A major point this figure calls attention to is co-design, which uses creative methods “to engage citizens, stakeholders and officials in an iterative process to respond to shared problems.” In other words, the people affected by an issue or change are involved as participants, rather than subjects. This involvement is intended to create more effective, tailored, and appropriate interventions that respond to a broader range of evidence.

Consider that people may be heavily engaged in developing a nudge intervention that doesn’t trigger reflection or build skills (the main focus of nudge pluses and boosts). People may choose, with careful thought and full information, that they do not want those things to happen.

This choice is similar to the idea of self-nudging, in the top right-hand corner. People are enabled to create their own nudges that they may then forget about, even as they continue to work. They have exercised agency, even though they may not experience autonomy later, while the nudge operates.

In contrast, in the bottom left, a policymaker has decided that the best option is for someone to be taught a “boost” (e.g., simple rules of thumb for managing finances). In the absence of greater engagement, there is a risk that this becomes “paternalistic boosting,” where a policymaker has assumed that people will want this approach. While proponents of boosts say that “individuals choose to engage or not to engage with a boost,” they also say, “Sometimes, lack of motivation may even be addressed with specific boosts (or nudges).” These two things seem to be in tension.
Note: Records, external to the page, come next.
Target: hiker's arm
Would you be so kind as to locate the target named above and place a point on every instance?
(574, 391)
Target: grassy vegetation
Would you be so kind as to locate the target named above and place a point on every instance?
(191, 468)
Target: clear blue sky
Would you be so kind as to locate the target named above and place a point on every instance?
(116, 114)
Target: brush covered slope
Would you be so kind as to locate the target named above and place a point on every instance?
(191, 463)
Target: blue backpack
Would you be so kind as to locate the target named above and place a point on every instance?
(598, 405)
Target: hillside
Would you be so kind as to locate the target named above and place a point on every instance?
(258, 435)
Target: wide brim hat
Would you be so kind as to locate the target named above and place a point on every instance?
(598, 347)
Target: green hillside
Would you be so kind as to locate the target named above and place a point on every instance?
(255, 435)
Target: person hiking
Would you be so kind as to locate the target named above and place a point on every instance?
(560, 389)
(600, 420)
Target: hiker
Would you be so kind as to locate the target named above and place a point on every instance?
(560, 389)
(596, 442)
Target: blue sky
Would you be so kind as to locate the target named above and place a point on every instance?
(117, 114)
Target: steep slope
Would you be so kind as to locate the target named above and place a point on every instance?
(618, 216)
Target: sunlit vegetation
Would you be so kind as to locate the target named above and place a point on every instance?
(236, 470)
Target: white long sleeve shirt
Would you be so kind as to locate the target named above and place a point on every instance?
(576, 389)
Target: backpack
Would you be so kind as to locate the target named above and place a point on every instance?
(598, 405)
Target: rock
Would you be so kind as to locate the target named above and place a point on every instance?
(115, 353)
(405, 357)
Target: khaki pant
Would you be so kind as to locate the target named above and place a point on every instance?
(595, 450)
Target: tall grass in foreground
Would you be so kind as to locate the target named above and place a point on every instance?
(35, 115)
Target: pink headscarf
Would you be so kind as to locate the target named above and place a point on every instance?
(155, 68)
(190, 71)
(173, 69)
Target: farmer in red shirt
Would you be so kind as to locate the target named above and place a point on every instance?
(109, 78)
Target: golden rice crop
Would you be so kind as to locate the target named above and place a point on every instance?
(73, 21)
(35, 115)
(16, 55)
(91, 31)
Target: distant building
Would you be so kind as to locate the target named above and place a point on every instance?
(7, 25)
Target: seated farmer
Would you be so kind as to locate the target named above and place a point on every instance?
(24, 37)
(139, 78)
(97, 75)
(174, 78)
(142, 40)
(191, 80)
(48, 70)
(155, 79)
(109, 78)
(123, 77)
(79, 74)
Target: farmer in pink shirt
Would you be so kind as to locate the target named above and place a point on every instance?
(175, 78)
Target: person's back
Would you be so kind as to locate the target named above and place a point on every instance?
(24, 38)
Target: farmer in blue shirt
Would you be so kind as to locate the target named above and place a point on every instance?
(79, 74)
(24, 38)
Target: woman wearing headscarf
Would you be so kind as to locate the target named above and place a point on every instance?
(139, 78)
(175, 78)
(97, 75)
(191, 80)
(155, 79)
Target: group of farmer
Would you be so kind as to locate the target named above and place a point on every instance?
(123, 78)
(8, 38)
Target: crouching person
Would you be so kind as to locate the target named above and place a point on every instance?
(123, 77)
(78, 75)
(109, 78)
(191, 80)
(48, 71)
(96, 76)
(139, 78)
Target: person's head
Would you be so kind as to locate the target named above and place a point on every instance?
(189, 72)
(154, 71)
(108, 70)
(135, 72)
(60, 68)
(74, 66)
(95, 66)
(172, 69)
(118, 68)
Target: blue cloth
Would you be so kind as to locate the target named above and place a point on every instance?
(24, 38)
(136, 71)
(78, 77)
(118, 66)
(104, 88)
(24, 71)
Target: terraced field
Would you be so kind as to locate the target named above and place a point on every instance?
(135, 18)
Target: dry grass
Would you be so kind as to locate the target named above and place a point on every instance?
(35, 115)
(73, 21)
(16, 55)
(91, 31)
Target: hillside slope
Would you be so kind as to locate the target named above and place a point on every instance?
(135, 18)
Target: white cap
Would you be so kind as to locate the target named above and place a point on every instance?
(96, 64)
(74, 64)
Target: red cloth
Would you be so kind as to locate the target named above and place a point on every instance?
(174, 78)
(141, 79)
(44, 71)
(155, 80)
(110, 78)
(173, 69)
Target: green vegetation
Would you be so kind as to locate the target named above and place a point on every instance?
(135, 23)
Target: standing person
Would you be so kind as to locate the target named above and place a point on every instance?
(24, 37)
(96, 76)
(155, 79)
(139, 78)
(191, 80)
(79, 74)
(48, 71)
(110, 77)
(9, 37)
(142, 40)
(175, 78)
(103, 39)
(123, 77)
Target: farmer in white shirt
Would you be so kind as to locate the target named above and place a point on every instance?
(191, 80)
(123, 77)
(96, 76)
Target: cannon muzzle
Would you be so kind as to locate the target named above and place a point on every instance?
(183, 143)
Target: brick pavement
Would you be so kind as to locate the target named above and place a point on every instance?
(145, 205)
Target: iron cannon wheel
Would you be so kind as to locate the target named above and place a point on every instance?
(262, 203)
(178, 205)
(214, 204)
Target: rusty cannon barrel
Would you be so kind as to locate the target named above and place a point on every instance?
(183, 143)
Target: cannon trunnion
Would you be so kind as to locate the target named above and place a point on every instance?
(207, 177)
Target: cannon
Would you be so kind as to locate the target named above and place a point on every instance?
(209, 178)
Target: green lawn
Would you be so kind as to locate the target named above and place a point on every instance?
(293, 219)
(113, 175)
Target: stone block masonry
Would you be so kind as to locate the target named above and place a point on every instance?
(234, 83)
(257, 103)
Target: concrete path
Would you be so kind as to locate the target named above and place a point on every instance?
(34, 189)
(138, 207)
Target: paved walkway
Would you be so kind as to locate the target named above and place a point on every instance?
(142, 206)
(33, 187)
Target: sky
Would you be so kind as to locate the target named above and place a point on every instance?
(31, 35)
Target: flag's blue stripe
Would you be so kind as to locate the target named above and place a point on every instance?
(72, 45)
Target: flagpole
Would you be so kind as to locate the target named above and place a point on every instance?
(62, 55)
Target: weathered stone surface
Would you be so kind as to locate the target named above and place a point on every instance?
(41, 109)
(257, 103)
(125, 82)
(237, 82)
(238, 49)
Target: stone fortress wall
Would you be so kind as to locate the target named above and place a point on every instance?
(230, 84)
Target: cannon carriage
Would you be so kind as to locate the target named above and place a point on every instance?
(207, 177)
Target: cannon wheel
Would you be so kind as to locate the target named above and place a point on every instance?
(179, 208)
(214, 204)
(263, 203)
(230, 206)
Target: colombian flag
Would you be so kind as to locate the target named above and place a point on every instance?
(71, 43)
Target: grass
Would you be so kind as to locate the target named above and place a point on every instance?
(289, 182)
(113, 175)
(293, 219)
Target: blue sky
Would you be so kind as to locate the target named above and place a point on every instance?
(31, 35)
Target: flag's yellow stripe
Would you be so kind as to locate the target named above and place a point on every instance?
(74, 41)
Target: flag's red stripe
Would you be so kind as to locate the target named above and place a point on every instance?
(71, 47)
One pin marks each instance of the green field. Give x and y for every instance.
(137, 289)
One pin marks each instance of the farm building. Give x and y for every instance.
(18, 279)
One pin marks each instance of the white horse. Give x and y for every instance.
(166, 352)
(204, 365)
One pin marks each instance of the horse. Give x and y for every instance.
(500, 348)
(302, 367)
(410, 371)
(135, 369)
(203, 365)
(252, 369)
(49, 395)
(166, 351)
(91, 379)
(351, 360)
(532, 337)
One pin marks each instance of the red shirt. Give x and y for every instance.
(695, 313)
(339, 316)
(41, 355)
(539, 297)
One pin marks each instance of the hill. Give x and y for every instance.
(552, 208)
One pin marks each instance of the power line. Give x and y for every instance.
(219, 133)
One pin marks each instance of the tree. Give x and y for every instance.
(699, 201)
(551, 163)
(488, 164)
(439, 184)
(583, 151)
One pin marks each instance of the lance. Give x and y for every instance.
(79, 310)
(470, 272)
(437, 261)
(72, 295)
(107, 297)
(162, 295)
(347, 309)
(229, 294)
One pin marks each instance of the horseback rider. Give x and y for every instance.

“Paternalistic boosting” is in contrast with the bottom right corner of the figure, “self-boosting,” where people learn about heuristics and then proactively apply them to their own challenges, absent any prompting from a policymaker.

These distinctions about different ways to enable are absent from current debates about “nudging versus boosting.” Identifying these two drivers of involvement and capacity show how the way in which these approaches are applied matters.
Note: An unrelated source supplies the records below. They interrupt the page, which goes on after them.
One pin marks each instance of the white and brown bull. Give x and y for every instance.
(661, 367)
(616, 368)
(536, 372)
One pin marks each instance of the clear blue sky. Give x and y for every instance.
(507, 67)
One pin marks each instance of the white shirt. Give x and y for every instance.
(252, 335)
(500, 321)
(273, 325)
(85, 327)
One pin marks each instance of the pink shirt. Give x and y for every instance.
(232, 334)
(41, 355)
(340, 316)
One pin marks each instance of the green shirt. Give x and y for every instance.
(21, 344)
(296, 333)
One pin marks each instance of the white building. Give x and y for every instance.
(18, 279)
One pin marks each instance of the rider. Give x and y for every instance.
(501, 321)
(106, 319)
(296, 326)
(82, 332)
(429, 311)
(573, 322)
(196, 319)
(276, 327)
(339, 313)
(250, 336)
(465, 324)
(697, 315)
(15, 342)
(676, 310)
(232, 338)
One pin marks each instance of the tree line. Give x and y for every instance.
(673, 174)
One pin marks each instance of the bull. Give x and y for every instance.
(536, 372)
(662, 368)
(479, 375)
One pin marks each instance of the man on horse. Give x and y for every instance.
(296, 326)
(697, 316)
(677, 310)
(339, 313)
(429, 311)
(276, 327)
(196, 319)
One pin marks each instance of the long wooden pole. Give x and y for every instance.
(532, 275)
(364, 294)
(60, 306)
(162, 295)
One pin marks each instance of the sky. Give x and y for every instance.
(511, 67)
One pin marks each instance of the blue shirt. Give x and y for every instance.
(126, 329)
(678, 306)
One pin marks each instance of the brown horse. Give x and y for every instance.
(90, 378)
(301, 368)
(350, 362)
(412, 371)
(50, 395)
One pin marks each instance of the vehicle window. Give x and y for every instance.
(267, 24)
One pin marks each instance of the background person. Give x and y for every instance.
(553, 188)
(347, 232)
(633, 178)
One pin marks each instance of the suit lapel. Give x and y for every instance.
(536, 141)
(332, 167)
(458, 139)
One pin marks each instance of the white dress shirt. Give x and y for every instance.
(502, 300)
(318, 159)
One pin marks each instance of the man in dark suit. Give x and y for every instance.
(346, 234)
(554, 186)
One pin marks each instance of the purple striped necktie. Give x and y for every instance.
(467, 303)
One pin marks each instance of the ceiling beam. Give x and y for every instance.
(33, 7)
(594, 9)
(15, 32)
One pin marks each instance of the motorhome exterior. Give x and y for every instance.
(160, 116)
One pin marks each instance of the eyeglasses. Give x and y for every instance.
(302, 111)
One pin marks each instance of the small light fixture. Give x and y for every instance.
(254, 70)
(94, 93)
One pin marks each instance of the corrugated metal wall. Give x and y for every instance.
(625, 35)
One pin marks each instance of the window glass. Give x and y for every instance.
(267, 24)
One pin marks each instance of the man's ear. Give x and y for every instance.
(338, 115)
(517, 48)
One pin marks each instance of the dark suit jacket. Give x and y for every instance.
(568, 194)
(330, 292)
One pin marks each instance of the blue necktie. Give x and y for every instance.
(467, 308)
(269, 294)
A final element missing from the current debate is how far enabling people can lead to a major decentering of the use of behavioral science. The approaches just discussed tend to assume either that a central actor is creating the intervention or, if the person concerned is also the creator, then the intervention is focused on themselves.

But if more people are enabled to use behavioral science, they may decide to introduce interventions that influence others. Rather than just creating self-nudges through altering their immediate environments, they may decide that wider system changes are needed instead. In other words, a range of people could be boosted to create nudges that generate positive societal change (with no “central” actors involved).
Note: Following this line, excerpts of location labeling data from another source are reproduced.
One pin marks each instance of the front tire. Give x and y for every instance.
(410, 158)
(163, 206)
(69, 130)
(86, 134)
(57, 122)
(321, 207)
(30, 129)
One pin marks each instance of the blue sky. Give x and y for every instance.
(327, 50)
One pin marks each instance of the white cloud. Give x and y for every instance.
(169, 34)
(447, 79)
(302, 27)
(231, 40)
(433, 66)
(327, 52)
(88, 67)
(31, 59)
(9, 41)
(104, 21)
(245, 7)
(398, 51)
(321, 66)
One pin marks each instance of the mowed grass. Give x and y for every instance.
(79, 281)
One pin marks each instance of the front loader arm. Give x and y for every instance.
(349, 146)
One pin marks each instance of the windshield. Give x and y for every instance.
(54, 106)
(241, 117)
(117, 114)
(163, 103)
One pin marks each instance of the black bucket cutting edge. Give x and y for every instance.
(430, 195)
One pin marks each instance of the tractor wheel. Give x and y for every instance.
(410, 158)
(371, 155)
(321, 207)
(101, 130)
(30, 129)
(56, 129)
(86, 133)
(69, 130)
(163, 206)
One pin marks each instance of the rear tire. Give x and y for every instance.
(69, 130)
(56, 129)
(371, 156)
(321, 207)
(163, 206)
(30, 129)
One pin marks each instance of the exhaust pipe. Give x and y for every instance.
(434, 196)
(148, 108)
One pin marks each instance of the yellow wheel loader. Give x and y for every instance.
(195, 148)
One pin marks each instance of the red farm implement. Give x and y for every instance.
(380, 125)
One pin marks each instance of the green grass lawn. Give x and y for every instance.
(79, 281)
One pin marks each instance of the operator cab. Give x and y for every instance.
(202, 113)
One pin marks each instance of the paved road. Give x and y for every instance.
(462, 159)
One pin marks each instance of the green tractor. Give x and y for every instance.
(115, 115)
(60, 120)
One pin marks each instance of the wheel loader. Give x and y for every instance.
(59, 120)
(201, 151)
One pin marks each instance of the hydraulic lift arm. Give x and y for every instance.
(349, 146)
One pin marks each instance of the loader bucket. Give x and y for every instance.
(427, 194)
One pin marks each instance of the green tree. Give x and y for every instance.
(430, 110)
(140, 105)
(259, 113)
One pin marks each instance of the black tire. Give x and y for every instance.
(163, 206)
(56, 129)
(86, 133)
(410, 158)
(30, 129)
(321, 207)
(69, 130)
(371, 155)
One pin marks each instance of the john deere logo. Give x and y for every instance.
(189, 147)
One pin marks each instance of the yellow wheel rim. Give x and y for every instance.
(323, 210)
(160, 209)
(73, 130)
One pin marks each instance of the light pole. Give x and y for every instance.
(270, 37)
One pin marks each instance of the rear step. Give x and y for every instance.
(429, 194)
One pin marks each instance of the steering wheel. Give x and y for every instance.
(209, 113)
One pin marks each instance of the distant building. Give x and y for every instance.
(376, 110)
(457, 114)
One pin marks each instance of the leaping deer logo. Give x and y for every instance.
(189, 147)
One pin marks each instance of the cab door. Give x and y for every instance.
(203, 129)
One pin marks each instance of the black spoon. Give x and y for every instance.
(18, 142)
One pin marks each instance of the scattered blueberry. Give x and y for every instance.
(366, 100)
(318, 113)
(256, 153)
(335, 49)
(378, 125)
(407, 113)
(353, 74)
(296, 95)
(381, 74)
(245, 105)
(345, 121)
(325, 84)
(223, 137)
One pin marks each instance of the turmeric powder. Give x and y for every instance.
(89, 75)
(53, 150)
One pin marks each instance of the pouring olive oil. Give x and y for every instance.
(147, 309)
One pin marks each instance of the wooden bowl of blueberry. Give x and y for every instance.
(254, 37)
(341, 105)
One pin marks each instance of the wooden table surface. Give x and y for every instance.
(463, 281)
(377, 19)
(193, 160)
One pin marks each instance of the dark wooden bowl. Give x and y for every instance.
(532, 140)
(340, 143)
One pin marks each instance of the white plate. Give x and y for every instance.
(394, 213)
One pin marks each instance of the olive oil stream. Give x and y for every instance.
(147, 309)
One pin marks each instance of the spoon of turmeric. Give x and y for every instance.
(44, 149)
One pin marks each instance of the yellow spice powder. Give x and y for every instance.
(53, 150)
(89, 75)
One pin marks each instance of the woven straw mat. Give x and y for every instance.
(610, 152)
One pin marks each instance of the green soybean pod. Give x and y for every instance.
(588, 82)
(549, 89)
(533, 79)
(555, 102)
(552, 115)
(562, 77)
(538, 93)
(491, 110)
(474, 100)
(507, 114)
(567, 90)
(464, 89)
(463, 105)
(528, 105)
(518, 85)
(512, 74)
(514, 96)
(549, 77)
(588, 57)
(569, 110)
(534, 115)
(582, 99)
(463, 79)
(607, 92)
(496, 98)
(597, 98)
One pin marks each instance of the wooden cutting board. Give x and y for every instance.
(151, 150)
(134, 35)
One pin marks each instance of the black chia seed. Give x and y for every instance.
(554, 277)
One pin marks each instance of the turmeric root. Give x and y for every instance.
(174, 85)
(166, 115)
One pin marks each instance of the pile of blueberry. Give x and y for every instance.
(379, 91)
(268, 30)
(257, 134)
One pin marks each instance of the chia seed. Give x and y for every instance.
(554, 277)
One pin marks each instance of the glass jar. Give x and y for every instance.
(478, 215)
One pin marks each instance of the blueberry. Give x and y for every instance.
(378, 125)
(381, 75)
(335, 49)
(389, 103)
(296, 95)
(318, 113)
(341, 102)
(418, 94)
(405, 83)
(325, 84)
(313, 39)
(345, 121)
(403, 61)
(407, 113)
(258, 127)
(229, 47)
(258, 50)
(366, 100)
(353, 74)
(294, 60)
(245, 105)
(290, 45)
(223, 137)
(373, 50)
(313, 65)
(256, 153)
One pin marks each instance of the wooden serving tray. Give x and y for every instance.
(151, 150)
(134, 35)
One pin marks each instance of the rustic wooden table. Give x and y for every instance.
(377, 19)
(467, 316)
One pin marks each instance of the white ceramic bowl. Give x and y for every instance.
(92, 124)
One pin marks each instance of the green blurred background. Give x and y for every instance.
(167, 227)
If there is an increasing need to shift away from top-down control toward enabling … then this changes the role of policy designers. Rather than being (choice) architects, they may need to be more like facilitators, brokers, and partnership builders.

These are not new ideas. In 1969, George Miller encouraged psychologists to find how best to “give psychology away.” The creators of nudge plus do suggest that it could “provide a link between citizen action on public policy issues and bottom-up movements for social and political action.”

These ideas point toward a new dynamic for public and private sectors. Proponents of co-design argue that more traditional, top-down approaches are inadequate for addressing wicked problems, whose multidimensional nature requires input from both experts and the public. If there is an increasing need to shift away from top-down control toward enabling conditions for behavior, then this changes the role of policy designers. Rather than being (choice) architects, they may need to be more like facilitators, brokers, and partnership builders.

I explore these new roles in more depth in the full report. The roles show how behavioral science can strengthen democratic engagement rather than weaken it, as some have claimed. There’s a real opportunity here, if we can take it—but the first step is to see the real choices clearly.


Disclosure: Michael Hallsworth is a member of the BIT, which provides financial support to Behavioral Scientist as an organizational partner. Organizational partners do not play a role in the editorial decisions of the magazine.